«Die Zeit, in der die Industrie eine Jobmaschine war, geht zu Ende.» Das sagte Digitalminister Karsten Wildberger am 21. März 2026 — und ZEIT, Spiegel, Tagesspiegel und ZDF berichteten gleichzeitig. Was Wildberger nicht sagte: Was KMU-Chefs jetzt konkret tun sollen.
Was der Minister meinte — und was er ausließ
Wildberger sprach von drohenden Jobverlusten in ganzen Branchen, von einem möglichen Grundeinkommen als Reaktion — und von einem strukturellen Wandel, der schneller kommt als erwartet. Das sind Aussagen für die politische Bühne.
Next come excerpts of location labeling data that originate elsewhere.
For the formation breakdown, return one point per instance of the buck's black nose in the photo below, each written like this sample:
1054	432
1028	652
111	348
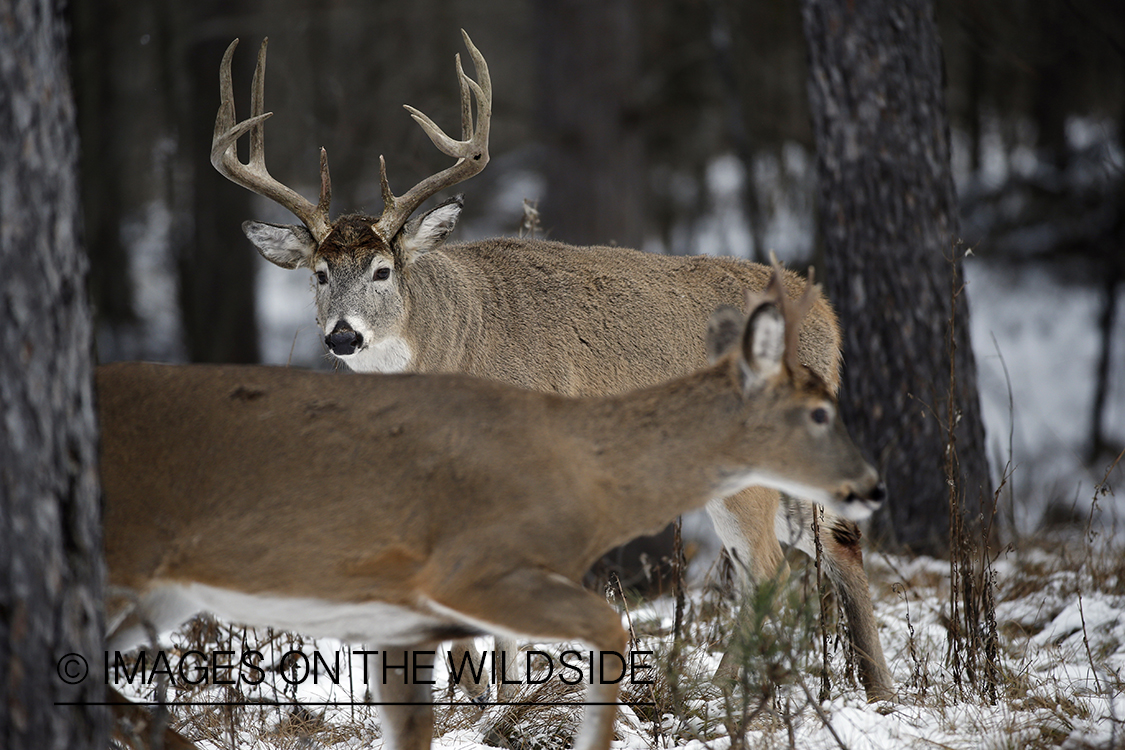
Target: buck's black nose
343	341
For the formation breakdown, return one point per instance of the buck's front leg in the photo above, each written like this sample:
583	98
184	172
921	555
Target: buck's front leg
745	525
548	607
398	676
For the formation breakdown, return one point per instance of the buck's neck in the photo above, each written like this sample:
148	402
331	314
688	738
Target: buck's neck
442	315
662	446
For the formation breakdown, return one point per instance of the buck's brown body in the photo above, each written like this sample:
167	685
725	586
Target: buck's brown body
405	509
543	315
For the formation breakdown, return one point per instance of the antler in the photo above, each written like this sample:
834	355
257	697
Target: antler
253	174
792	310
471	152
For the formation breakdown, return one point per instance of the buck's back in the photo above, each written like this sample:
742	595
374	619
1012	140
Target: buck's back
584	321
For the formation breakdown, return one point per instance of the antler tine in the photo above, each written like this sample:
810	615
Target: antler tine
253	175
471	152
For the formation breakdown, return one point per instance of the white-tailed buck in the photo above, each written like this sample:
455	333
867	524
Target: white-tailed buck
542	315
401	511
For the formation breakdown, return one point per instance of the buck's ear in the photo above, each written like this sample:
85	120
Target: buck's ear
763	345
723	331
282	244
423	234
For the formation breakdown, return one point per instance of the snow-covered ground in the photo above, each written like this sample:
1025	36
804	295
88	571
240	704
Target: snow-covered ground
1060	620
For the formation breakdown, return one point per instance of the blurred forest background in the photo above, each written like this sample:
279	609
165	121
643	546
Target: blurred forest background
677	126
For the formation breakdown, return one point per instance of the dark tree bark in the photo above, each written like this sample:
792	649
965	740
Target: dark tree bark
50	515
888	215
590	71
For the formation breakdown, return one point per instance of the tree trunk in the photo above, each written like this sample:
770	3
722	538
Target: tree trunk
888	216
50	515
590	73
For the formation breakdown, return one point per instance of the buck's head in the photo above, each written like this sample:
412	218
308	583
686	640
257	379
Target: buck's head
358	262
789	419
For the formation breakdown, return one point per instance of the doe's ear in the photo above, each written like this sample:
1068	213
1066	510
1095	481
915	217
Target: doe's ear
429	231
723	331
287	245
763	345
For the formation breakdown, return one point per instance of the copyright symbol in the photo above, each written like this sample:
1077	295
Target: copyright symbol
73	669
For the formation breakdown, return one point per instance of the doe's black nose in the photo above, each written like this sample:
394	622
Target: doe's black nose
342	340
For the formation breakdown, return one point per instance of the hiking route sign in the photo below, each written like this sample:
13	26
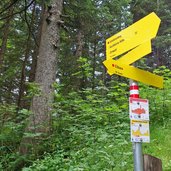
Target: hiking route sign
139	115
140	131
138	109
131	44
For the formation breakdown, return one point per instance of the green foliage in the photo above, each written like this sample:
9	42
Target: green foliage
12	124
90	133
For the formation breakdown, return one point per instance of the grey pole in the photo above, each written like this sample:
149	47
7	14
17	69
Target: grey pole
138	157
137	149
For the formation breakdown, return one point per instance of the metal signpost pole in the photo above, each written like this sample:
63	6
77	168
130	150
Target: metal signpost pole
137	146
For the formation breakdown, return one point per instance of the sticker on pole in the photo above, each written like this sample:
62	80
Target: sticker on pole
138	109
140	131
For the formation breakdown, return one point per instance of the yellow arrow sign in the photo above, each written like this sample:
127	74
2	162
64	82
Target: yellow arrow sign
136	53
116	67
143	30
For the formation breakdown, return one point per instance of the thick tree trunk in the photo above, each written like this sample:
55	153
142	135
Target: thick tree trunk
21	103
5	35
39	121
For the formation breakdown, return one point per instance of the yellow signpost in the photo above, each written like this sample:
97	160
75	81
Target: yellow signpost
139	32
136	53
133	42
124	70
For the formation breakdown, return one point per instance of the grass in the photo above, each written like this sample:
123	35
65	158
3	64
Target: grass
160	145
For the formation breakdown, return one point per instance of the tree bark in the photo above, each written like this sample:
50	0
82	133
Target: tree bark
39	121
5	35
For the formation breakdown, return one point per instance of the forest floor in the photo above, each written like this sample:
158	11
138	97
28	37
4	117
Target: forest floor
160	145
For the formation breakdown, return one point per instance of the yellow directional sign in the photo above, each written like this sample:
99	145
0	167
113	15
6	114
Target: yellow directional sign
136	53
139	32
119	68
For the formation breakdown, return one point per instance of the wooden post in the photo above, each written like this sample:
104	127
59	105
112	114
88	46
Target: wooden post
152	163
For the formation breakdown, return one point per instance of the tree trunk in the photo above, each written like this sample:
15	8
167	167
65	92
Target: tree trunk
21	103
5	35
39	121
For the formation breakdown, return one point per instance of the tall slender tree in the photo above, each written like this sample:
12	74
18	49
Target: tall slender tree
39	121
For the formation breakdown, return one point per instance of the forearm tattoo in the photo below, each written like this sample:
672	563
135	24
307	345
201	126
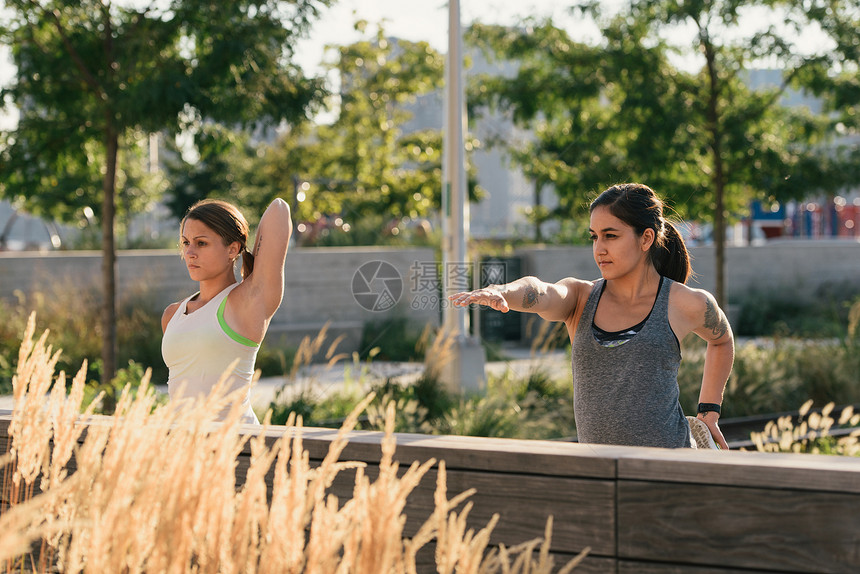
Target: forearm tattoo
715	321
530	298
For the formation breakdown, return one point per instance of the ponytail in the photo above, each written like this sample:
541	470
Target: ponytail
670	256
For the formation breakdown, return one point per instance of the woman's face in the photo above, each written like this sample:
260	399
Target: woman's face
204	251
617	248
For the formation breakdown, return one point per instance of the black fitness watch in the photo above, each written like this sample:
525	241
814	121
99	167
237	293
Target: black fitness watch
708	407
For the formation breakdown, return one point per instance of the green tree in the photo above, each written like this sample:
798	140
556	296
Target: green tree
93	76
369	160
622	109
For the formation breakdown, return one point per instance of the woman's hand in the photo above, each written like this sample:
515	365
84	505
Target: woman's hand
488	296
712	419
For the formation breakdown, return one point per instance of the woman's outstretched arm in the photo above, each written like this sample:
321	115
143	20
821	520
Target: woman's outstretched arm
552	301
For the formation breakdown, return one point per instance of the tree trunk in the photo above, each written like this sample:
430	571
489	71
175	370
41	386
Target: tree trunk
718	177
538	211
109	309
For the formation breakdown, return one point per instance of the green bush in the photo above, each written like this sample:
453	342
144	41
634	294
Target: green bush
777	375
823	313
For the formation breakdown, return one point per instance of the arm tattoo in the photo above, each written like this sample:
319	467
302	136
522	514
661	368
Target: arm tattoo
530	297
257	244
715	321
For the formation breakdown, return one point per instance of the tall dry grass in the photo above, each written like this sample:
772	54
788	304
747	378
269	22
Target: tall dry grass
812	432
154	489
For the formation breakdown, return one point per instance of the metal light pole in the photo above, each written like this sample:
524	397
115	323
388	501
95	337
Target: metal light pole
465	367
Was fehlt: ein konkreter Fahrplan für Unternehmen mit 5 bis 50 Mitarbeitern.
Denn während Berlin über Grundeinkommen diskutiert, müssen Sie als KMU-Chef entscheiden: Welche Stellen in meinem Betrieb werden durch KI verändert — und was bedeutet das für mein Team?
Drei Schritte, die Sie diese Woche machen können
Schritt 1: Prozesse ehrlich bewerten. Machen Sie eine Liste Ihrer drei zeitintensivsten Routineaufgaben im Betrieb — zum Beispiel: E-Mail-Beantwortung, Angebotserstellung, Datenpflege. Fragen Sie sich: Könnte ein KI-System diese Aufgabe zu 80 Prozent übernehmen? Wenn ja, ist das eine Stelle, die sich in den nächsten 24 Monaten verändert. Das ist keine Bedrohung — es ist ein Signal, wo Sie jetzt investieren sollten.
Schritt 2: Mitarbeiter ins Boot holen — bevor die Angst es tut. Die Meldungen über Wildberger haben Ihre Mitarbeiter gelesen. Wer als Chef schweigt, überlässt die Deutung dem nächsten Alarmisten. Eine offene Runde im Team, in der Sie zeigen, welche KI-Tools Sie bereits testen oder planen, ist besser als jede Beruhigungsemail.
Schritt 3: Einen Testlauf starten — nicht planen. Der häufigste Fehler: monatelange Evaluierung ohne Ergebnis. Wählen Sie eine Aufgabe, ein Tool, zwei Wochen. Messen Sie, was es bringt. Das kostet weniger als ein Beratergespräch und liefert echte Daten für Ihren Betrieb.
Die Chance im Alarm
Wildbergers Warnung ist auch eine Einladung: Wer jetzt handelt, sichert sich Vorteile gegenüber Mitbewerbern, die auf Klarheit aus Berlin warten. Regulierung kommt — aber KI kommt schneller. Und Unternehmen, die ihre Teams jetzt auf KI-gestützte Prozesse vorbereiten, werden weniger Personal abbauen, nicht mehr.